Objectives: The present study was designed to examine the relationship between dispositional mindfulness and grit in community samples and to explore the potential moderating role of culture and meditation experience across the USA and Thai cultures.
Methods: American and Thai participants completed a questionnaire which included measures of trait mindfulness and grit, CFA. Invariance tests were first conducted, and then the relationships between components of mindfulness and grit were examined within and across the two cultural groups. Lastly, a 3-way interaction regression analysis was conducted to examine and compare the moderating effect of meditation experience on the relationship between mindfulness and grit across the two cultures.

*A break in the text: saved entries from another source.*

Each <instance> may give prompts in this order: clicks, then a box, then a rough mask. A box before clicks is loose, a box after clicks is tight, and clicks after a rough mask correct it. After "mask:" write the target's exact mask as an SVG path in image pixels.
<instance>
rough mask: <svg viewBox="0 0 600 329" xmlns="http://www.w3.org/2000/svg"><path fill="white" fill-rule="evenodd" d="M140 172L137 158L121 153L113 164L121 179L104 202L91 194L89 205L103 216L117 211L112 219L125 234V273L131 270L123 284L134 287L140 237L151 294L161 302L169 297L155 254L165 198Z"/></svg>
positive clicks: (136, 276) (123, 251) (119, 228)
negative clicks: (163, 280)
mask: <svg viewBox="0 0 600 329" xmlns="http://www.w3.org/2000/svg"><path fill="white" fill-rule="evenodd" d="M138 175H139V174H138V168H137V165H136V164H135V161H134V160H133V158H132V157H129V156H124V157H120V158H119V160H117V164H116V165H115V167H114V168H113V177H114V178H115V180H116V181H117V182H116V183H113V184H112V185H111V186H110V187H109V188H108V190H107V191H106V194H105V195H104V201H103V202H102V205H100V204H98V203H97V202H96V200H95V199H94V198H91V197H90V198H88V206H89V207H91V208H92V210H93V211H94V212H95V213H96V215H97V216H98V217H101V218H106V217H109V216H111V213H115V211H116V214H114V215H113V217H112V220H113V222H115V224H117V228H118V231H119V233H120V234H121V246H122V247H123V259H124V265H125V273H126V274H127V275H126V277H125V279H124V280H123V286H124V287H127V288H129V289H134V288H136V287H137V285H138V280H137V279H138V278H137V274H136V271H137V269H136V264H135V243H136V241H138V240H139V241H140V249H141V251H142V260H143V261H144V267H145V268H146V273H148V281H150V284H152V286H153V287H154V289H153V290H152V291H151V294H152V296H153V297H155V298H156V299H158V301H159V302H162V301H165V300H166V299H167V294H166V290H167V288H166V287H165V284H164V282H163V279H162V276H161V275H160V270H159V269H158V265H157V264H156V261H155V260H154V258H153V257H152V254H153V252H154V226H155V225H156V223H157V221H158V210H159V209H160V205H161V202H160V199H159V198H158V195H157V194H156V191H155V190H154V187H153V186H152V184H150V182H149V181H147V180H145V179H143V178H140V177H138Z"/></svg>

Results: Both the FFMQ-R and the Grit Scale demonstrated configural and metric invariance, but not scalar, across the two cultural groups. Path analyses revealed similar positive relationships between the five facets of mindfulness and grit across the two cultural groups. Contrary to prediction, meditation experience was found to be a non-significant moderator of the relationship between mindfulness and grit, which also did not differ across the two cultural groups.
Conclusions: Measurement invariance findings suggest that the FFMQ-R and the Grit Scale in Thai samples possess utility. Results from the path analyses and moderation suggest that mindful individuals tend to also be gritty regardless of cultural backgrounds or meditative experience.